I’d like to say my early years were spent in libraries and book shops, hungry for novels to feed the fires of my youthful imagination.  Instead I spent most of it playing with Action Men in the back garden, knocking a cricket ball around the green in front of my house or exploring the local countryside with my cousins.  I’d always enjoyed writing, though, and dreamed of being an author since primary school.  The dream became an ambition after I read The Lord of the Rings at the age of 12.  I tried my hand at a couple of novels in my teens and early twenties but, after getting nowhere, decided I lacked the experience necessary to write something of worth.  So, with £2,000 and a ticket to Bombay, I set off to explore the world.  India was a shock, but after a couple of weeks of homesickness I began to appreciate the fact I was on an adventure.  Six months and several countries later I returned to England a different man – experienced, confident and broke.

The need for money drove me to a job packing tampons in a factory.  It was quite a low after the highs of trekking the Himalayas and hitch-hiking across North America.  But as luck would have it my neighbour on the production line had recently graduated and persuaded me to get a university education (not that he was a great advert, considering he, too, was packing tampons!)  I’d seen the light, though, and after studying A-level English at night school and adding this to my other lacklustre qualifications managed to secure a place on an English and Classics degree course at Reading University.  Three glorious years followed in which I was sucked into a world of Homer, Hesiod, Euripedes, Ovid, Virgil, Milton, Spencer and a host of others, as well as enjoying all the other benefits life at university can provide.  But when the end came I found myself once more broke – indebted, even – and in another unhappy job (this time working in a call centre).
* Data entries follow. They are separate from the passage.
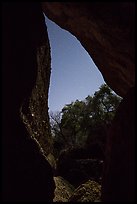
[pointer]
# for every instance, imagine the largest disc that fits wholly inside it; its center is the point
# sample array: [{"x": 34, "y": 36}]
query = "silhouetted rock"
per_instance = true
[
  {"x": 89, "y": 191},
  {"x": 106, "y": 31},
  {"x": 119, "y": 172},
  {"x": 26, "y": 174},
  {"x": 76, "y": 166},
  {"x": 63, "y": 190}
]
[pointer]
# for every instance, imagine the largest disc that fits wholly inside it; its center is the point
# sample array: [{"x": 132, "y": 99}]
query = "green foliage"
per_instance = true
[{"x": 82, "y": 122}]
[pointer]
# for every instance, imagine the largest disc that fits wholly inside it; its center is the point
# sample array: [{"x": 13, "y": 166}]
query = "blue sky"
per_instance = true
[{"x": 73, "y": 73}]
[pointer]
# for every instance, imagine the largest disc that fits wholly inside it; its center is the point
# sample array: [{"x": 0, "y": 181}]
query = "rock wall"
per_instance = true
[
  {"x": 26, "y": 174},
  {"x": 119, "y": 171},
  {"x": 106, "y": 31}
]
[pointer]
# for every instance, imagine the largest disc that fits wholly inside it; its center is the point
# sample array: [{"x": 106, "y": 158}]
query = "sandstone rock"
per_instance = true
[
  {"x": 106, "y": 31},
  {"x": 63, "y": 190},
  {"x": 26, "y": 174},
  {"x": 90, "y": 191}
]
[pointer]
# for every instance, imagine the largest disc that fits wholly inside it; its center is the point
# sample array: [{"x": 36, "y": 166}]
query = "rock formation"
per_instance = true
[
  {"x": 26, "y": 174},
  {"x": 106, "y": 31}
]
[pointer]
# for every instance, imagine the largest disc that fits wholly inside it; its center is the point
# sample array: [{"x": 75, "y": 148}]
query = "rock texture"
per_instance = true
[
  {"x": 119, "y": 172},
  {"x": 26, "y": 174},
  {"x": 89, "y": 191},
  {"x": 63, "y": 191},
  {"x": 106, "y": 31}
]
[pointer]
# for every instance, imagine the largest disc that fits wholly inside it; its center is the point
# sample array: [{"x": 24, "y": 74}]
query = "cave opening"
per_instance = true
[{"x": 74, "y": 81}]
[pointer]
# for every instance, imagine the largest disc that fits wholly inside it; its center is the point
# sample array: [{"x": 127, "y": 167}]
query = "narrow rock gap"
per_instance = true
[{"x": 82, "y": 168}]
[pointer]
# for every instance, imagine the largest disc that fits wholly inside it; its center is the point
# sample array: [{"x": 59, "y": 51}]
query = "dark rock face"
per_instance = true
[
  {"x": 106, "y": 31},
  {"x": 26, "y": 175},
  {"x": 78, "y": 165},
  {"x": 119, "y": 172}
]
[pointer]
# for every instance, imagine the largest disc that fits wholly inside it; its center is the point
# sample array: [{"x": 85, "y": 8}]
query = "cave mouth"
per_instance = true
[{"x": 75, "y": 162}]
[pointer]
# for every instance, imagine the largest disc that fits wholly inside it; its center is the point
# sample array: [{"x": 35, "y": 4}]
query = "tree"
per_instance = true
[{"x": 82, "y": 122}]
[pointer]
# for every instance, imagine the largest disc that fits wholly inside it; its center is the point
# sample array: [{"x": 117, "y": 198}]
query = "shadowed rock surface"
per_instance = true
[
  {"x": 89, "y": 191},
  {"x": 106, "y": 31},
  {"x": 119, "y": 172},
  {"x": 63, "y": 191},
  {"x": 26, "y": 175}
]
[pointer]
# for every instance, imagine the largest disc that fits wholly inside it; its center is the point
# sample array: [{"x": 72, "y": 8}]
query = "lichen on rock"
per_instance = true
[
  {"x": 63, "y": 190},
  {"x": 87, "y": 192},
  {"x": 35, "y": 116}
]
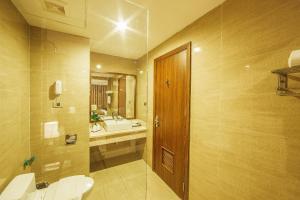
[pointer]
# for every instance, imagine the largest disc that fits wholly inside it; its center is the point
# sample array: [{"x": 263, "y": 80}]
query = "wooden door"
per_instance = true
[
  {"x": 171, "y": 118},
  {"x": 122, "y": 97}
]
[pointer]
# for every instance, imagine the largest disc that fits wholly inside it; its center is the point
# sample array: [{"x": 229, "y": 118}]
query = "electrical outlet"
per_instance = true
[{"x": 57, "y": 105}]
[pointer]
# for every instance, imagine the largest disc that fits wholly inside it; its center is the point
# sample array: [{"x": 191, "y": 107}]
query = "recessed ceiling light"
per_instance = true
[
  {"x": 121, "y": 25},
  {"x": 98, "y": 66},
  {"x": 197, "y": 49}
]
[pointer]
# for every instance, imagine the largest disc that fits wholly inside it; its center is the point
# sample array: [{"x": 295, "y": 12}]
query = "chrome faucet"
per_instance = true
[{"x": 114, "y": 115}]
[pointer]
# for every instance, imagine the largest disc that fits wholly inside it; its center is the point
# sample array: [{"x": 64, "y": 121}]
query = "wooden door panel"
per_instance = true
[{"x": 172, "y": 94}]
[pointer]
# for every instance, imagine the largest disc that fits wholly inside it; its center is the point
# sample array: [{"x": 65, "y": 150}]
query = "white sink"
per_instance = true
[{"x": 117, "y": 125}]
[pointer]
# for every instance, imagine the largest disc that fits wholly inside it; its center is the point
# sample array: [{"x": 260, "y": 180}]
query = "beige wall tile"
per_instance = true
[
  {"x": 244, "y": 138},
  {"x": 14, "y": 92},
  {"x": 59, "y": 56}
]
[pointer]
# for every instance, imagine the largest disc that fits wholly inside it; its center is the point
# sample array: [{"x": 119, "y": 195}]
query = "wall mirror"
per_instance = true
[{"x": 113, "y": 95}]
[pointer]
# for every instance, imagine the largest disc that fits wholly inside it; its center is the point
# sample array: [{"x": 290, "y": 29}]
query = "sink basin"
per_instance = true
[{"x": 117, "y": 125}]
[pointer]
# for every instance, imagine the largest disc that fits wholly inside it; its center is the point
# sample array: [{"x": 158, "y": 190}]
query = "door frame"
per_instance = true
[{"x": 187, "y": 47}]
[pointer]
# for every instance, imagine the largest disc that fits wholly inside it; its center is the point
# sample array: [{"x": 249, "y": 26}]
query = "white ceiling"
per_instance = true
[{"x": 96, "y": 20}]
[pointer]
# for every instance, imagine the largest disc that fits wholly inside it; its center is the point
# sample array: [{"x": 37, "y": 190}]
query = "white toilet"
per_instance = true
[{"x": 23, "y": 187}]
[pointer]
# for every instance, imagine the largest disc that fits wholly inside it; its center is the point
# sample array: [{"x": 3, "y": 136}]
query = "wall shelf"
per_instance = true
[{"x": 282, "y": 88}]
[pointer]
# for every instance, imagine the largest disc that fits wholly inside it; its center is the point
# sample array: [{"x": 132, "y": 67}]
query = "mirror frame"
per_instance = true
[{"x": 116, "y": 73}]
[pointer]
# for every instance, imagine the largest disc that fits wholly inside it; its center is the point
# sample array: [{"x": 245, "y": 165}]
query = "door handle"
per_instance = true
[{"x": 156, "y": 121}]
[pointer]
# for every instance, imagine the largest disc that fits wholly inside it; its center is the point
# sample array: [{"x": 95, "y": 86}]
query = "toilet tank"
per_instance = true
[{"x": 19, "y": 187}]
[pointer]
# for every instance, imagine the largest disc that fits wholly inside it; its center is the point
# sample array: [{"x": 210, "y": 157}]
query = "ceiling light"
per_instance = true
[
  {"x": 98, "y": 66},
  {"x": 197, "y": 49},
  {"x": 121, "y": 25}
]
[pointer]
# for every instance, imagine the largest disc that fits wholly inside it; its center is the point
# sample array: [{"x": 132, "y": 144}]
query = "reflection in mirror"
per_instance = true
[{"x": 113, "y": 95}]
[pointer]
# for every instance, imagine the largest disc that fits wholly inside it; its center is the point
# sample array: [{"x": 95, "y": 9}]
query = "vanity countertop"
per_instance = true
[{"x": 104, "y": 133}]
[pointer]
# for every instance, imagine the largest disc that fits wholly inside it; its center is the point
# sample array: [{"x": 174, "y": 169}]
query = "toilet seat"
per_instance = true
[
  {"x": 23, "y": 187},
  {"x": 69, "y": 188}
]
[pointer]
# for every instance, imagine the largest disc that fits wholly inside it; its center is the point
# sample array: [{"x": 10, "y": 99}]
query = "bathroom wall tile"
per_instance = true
[
  {"x": 14, "y": 93},
  {"x": 243, "y": 137},
  {"x": 59, "y": 56}
]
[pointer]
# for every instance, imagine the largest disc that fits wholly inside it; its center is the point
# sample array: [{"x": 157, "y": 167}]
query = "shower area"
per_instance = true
[{"x": 87, "y": 93}]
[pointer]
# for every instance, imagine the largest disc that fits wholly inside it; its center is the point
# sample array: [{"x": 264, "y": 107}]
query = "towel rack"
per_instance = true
[{"x": 282, "y": 88}]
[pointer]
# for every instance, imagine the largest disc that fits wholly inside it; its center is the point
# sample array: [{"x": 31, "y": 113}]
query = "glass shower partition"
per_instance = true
[{"x": 70, "y": 134}]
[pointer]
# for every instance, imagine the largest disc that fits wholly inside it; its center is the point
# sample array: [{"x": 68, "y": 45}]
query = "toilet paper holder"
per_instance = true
[
  {"x": 282, "y": 88},
  {"x": 71, "y": 139}
]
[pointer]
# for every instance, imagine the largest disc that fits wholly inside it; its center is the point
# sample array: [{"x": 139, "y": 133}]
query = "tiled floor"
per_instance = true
[{"x": 130, "y": 181}]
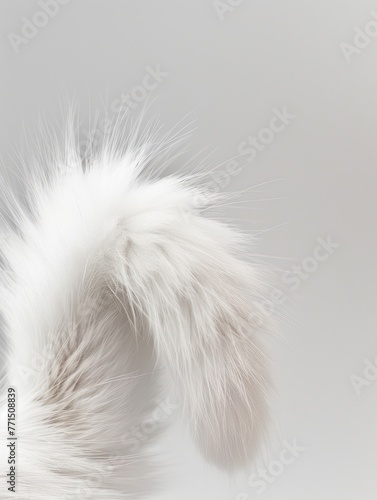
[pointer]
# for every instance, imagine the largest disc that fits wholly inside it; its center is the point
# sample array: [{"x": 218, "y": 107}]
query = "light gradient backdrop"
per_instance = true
[{"x": 235, "y": 65}]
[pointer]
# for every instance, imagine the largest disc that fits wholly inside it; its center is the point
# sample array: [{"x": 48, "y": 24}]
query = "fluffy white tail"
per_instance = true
[{"x": 110, "y": 262}]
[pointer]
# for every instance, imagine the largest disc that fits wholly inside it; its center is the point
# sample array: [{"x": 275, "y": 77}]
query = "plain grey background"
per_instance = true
[{"x": 234, "y": 65}]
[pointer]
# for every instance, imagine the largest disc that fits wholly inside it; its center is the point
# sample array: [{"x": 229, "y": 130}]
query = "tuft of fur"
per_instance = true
[{"x": 107, "y": 272}]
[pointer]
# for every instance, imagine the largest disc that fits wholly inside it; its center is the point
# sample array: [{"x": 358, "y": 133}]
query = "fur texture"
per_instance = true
[{"x": 108, "y": 272}]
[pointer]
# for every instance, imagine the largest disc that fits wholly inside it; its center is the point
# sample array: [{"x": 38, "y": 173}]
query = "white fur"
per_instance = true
[{"x": 108, "y": 267}]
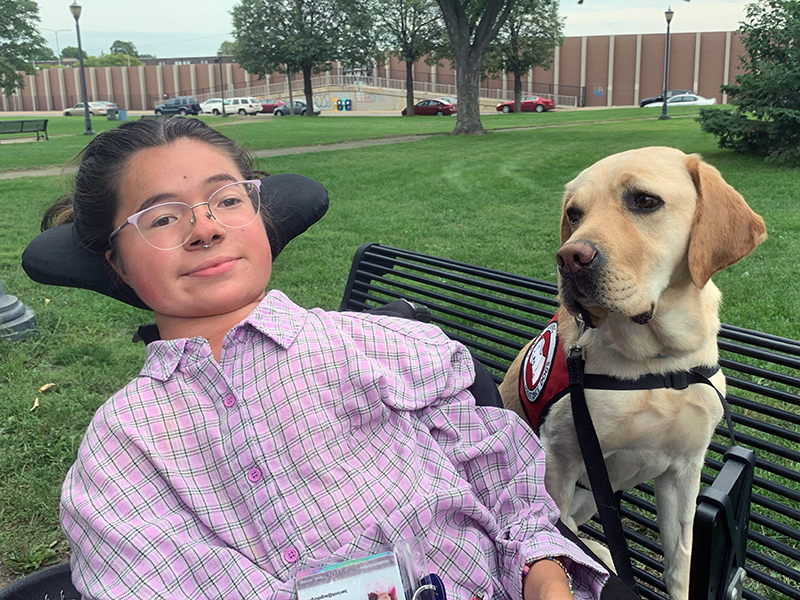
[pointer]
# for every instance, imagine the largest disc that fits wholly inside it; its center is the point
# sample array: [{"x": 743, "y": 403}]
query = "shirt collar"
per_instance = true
[{"x": 276, "y": 317}]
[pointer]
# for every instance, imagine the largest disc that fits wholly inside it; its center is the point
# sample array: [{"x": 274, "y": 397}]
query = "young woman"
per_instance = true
[{"x": 261, "y": 438}]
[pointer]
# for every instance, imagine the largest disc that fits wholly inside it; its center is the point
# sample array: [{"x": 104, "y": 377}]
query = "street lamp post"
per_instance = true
[
  {"x": 58, "y": 49},
  {"x": 221, "y": 85},
  {"x": 668, "y": 14},
  {"x": 75, "y": 9}
]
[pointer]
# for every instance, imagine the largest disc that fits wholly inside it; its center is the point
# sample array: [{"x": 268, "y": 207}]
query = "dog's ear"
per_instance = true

It was then I decided to return to my youthful ambition to be an author.  The old adage is “write what you know”, so having spent three years studying Greek mythology I decided on a series of books telling the story of Odysseus.  That was 1999, when there weren’t any current novels about the ancient world.  After a long and bumpy journey I got my lucky break and King of Ithaca hit the bookshelves in 2008.  It’s been a busy time since then, balancing a job, a family with two young (and demanding) daughters, and my love-hate relationship with writing.  But I wouldn’t have it any other way.